Spesso le “singing bowls” di provenienza nepalese recano all’esterno un’iscrizione in scrittura devangiri che indica il nome del proprietario o la cerimonia per la quale vengono usate.

Utilizzate dai monaci tibetani durante le cerimonie religiose, le singing bowls sono oggi largamente apprezzate, anche in Occidente, ritenendo che il loro suono sia utile a favorire la concentrazione durante la meditazione ed a rasserenare l’animo.

Nel buddismo tantrico esistono alcune pratiche che permettono, a chi le compie, di entrare in rapporto operativo con le energie dinamiche presenti in natura, ma questo aspetto è certamente secondario in confronto a quegli elementi che rendono la musica uno dei più potenti sostegni della pratica meditativa.
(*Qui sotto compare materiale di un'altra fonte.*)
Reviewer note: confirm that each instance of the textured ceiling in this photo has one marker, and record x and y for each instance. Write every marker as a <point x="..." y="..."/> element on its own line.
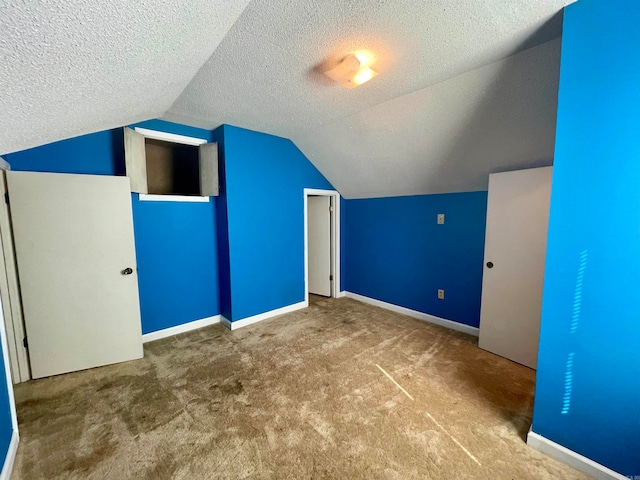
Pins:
<point x="447" y="137"/>
<point x="446" y="109"/>
<point x="69" y="67"/>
Si deve comprendere, infatti, che il suono ha un profondo effetto psicologico e viene usato più per aiutare il training mentale del praticante che per evocare “magiche” energie esterne.
Determinate sonorità contribuiscono a produrre certi stati della mente ed alcune melodie entrano in relazione con particolari sensazioni del monaco che le produce.
Come aiuto per la meditazione vengono usati anche i cimbali, strumenti dalla forma a “disco volante”, forgiati da maestri artigiani tibetani in particolare lega di metalli scelti con speciale cura per la qualità del suono emesso, che deve essere puro, penetrante e lungo, quando vengono percossi l’uno contro l’altro.